Much more information
about what is happening “on the ground” is now
available. This enhanced analytic
capacity has presented public and private stakeholders such
as police departments,
housing authorities, school districts, neighborhood associations,
and corporate managers
with the opportunity to better serve and protect the people
and places in their care.
Furthermore, as GIS assists one in seeing and understanding
behavior patterns, it also
provides stakeholders with opportunities to join together
in partnerships for the common
good. This guidebook is about forming stakeholder partnerships
to prevent crime using
GIS.
In August 1999, the U.S. Department of Housing and Urban
Development’s (HUD’s) Office of Policy Development
and Research published Guidebook for Measuring Crime in
Public Housing with Geographic Information Systems. The
1999 guidebook’s primary objective is to familiarize
the reader with the basics of crime mapping with GIS as they
could be applied to measuring the incidence of crime in public
housing developments. The 1999 guide suggested straightforward,
uncomplicated approaches to examining crime patterns with
emphasis on the serious offenses included in the Federal Bureau
of Investigation’s (FBI’s) Part I crimes. A number
of sample tables and some sample graphics were presented.

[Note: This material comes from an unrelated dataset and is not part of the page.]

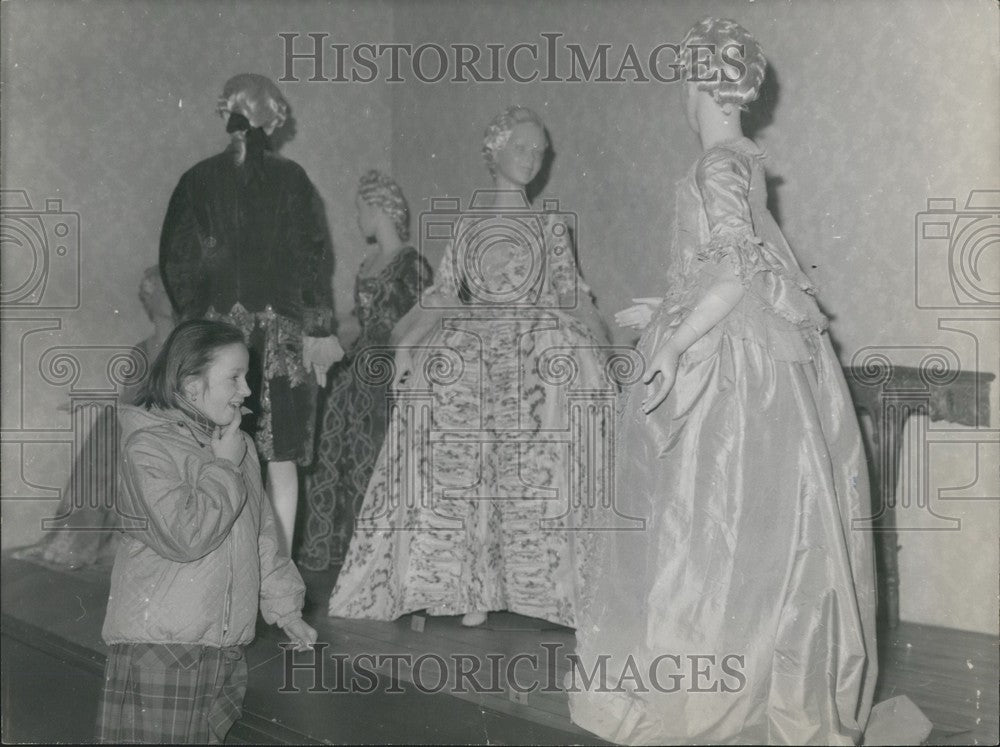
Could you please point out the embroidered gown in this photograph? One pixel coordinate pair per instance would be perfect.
(749, 475)
(470, 506)
(354, 414)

The 1999 guide can serve as a primer for a variety of stakeholders
who wish to employ crime mapping on a broad array of places
such as public housing developments, schools, neighborhoods,
privately owned apartment complexes or subdivisions of single-family
homes, shopping malls, or parks.
The primary objective of this guidebook is to suggest how
community stakeholders and police departments (PDs) might
go about forging crime prevention planning partnerships
(henceforth to be referred to as “CPPPs”)

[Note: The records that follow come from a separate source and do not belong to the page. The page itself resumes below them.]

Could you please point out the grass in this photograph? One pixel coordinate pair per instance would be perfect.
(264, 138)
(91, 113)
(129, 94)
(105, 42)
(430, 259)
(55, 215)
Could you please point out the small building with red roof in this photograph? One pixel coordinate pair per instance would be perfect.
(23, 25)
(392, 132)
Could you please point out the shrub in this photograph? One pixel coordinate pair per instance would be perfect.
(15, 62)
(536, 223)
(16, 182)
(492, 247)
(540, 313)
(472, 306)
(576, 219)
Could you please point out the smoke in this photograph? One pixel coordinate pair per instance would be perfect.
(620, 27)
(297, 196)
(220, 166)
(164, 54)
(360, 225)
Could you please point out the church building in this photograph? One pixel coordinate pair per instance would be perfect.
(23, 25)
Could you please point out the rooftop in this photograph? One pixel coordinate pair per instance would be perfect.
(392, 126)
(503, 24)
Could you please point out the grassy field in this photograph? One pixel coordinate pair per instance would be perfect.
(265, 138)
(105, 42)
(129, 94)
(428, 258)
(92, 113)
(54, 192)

based on crime mapping. Much of the information in this guidebook
is derived from recently completed HUD research that involved
the establishment and observation of CPPPs between public
housing authorities (PHAs) and their local PDs. However, we
believe that the knowledge gained in studying the creation
and operation of PHA/PD CPPPs can be applied to partnerships
between PDs and a wide variety of stakeholders.